At scale, a machine learning algorithm could apply this principle to make estimates and gather information from a data set without compromising specific individuals. The caveat is that researchers require larger data sets to study in order to make up for the deliberate randomness.
The most common use for differential privacy today is as a way to randomize large data sets so that they can be made available to researchers, such as in the Facebook misinformation example.
“In a sense, it’s about data owners protecting themselves from their partners,” said Zach Edwards, founder of analytics firm Victory Medium. “Differential privacy allows you to give people some access to data in a way that doesn’t reduce the value of your own organization – or create another mini Cambridge Analytica.”
Enter ad tech?
But why should ad tech companies care about an arcane academic concept like differential privacy?

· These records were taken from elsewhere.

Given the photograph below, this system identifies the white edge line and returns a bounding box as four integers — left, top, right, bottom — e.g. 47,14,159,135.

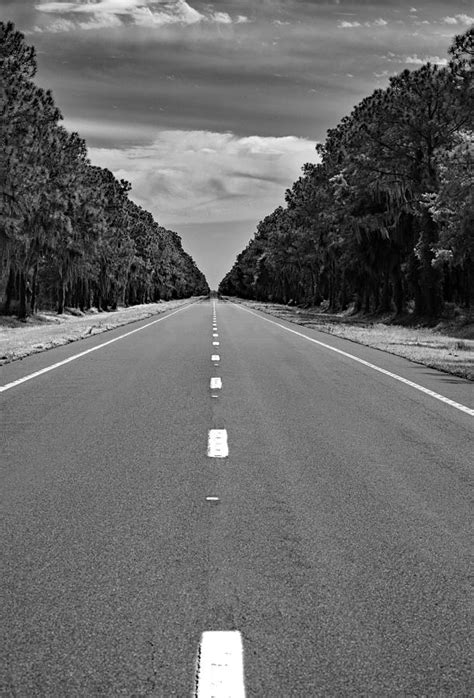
231,302,474,417
0,303,194,393
196,630,245,698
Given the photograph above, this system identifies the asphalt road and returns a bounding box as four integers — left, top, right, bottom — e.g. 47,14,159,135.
1,298,472,696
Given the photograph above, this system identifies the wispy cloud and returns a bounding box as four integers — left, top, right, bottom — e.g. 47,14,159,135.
405,54,448,65
209,11,232,25
442,14,474,25
384,51,448,66
337,20,361,28
338,17,389,29
35,0,248,31
88,130,318,224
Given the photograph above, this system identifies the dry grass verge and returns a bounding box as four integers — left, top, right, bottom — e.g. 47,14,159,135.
231,299,474,381
0,299,197,365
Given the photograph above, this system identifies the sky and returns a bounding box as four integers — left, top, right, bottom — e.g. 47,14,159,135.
3,1,473,288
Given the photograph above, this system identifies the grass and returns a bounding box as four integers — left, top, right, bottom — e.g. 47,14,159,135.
231,299,474,381
0,299,195,365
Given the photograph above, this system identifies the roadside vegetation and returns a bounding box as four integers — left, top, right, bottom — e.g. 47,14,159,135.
219,30,473,324
0,22,209,321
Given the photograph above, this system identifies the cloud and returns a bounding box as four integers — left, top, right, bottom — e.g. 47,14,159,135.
442,14,474,25
209,11,232,25
87,130,318,225
404,54,448,66
337,20,361,28
35,17,76,31
35,0,250,31
339,17,389,29
38,0,137,10
79,11,124,30
384,51,448,66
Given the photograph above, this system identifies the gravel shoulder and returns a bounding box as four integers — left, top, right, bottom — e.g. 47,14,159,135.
0,299,199,366
229,298,474,381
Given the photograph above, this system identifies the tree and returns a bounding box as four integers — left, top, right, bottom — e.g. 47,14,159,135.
1,22,209,316
220,30,473,319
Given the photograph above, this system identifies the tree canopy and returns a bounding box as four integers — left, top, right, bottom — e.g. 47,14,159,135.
219,29,473,319
0,22,209,319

Because it’s the future, Edwards said, whether the ad tech ecosystem wants to admit it or not. Online data collection and sharing will increasingly be controlled by browser APIs whose purpose is to limit online data collection and sharing.
Many of the proposals within Google’s Privacy sandbox are based on a differential privacy framework.
“There’s clearly no more room for workarounds,” Edwards said. “It’s a reality that only big companies really seem to be acknowledging, though.”
By the same token, differential privacy isn’t a guarantee of privacy, and doesn’t create privacy where none previously existed, Roth said. It also can’t necessarily stop privacy violations against groups of people.
For example, the fitness app Strava inadvertently revealed the locations of secret military bases when it released a seemingly benign heat map of popular running routes in 2018. No single person’s privacy was compromised, but it was still pretty damned awkward. Differential privacy wouldn’t help in a situation like that.
The level of privacy protection in an algorithm that uses differential privacy is also dependent on how strict the deployment is.
“You can dial up to perfect privacy, but then you can do almost nothing useful with the data, or you can go in the other direction and have no real protections,” Roth said. “It’s a tradeoff, because privacy protections always come with a cost.”
Still, it’s heartening to see differential privacy finally starting to be applied by the large tech firms to real-world scenarios, he said.
“For the first 10 years, differential privacy was an academic curiosity, and people like me would write papers about it that maybe five other people like me would read,” Roth said. “It’s not a silver bullet, but it’s a very good thing to see companies really starting to think about it.”